Belum selesai Melody bicara, dering ponselnya terdengar di dalam tas. Dia melepaskan tangan Bian, mengambil ponsel itu dan melihat layar dengan penasaran, siapa yang sudah menghubunginya.
Papa is calling...
Melody melirik Bian yang menatapnya penuh rasa penasaran. Gadis itu menggulir tombol hijau ke atas, menempelkan benda tipis itu di telinga. Terdengar suara Herman di balik telepon sana menyapa.
“Ada apa, Pa?”
“Kata Pak Danu kamu ada di depan gerbang. Ngapain? Cepat masuk, kita udah nunggu kamu lama.”
Melody mengernyit heran. Iya, dia heran. Maksud dari menunggu itu untuk apa?
Namun dia tidak banyak bertanya. Dalam benaknya dia merasa ini waktu yang tepat untuk Bian berterus terang pada Herman dan juga Ani soal keseriusan hubungannya dengan Melody selama ini. Tidak menutup kemungkinan juga, perjodohan ini bisa saja batal dan tidak akan pernah terjadi.
Iya, Melody berpikiran begitu. Tidak ada salahnya. Meski dia tahu, pasti ada kabar buruk yang telah siap menyambutnya di dalam rumah sana. Setidaknya dia ada sedikit perlindungan kalau bersama Bian.
Sebelum itu, Melody memberi sedikit peringatan pada Bian, setelah menutup telepon Herman.
“Papa udah nunggu di dalam. Dan ini kesempatan untuk kamu buktiin ke mereka, kalau kamu serius sama aku dan kamu bakalan lamar aku...”

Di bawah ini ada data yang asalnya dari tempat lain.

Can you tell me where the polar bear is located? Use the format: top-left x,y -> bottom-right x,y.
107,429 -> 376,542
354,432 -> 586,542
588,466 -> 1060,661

“Tapi nggak untuk sekarang, Mel...” sela Bian memotong perkataan Melody, dengan raut wajah yang berubah pucat sekaligus terkejut di waktu bersamaan. Rasanya seperti dimintai pertanggungjawaban dengan kesalahan fatal. “Aku nggak ada persiapan apa-apa untuk sekarang. Kamu sendiri juga tahu itu, kan?”
“Iya nggak sekarang, Bian...” Melody menghela napas, menatap Bian intens. “Sekarang kamu pokoknya yakinin orang tua aku kalau kamu serius. Itu aja udah.”
Bian menghela napas, lalu mengangguk setuju dan yakin dengan apa yang akan dia lakukan sekarang. Meski dia tidak yakin dengan pernyataannya di depan kedua orang tua Melody akan diterima apa tidaknya, tapi untuk meyakinkan itu dia harus membuktikannya sendiri.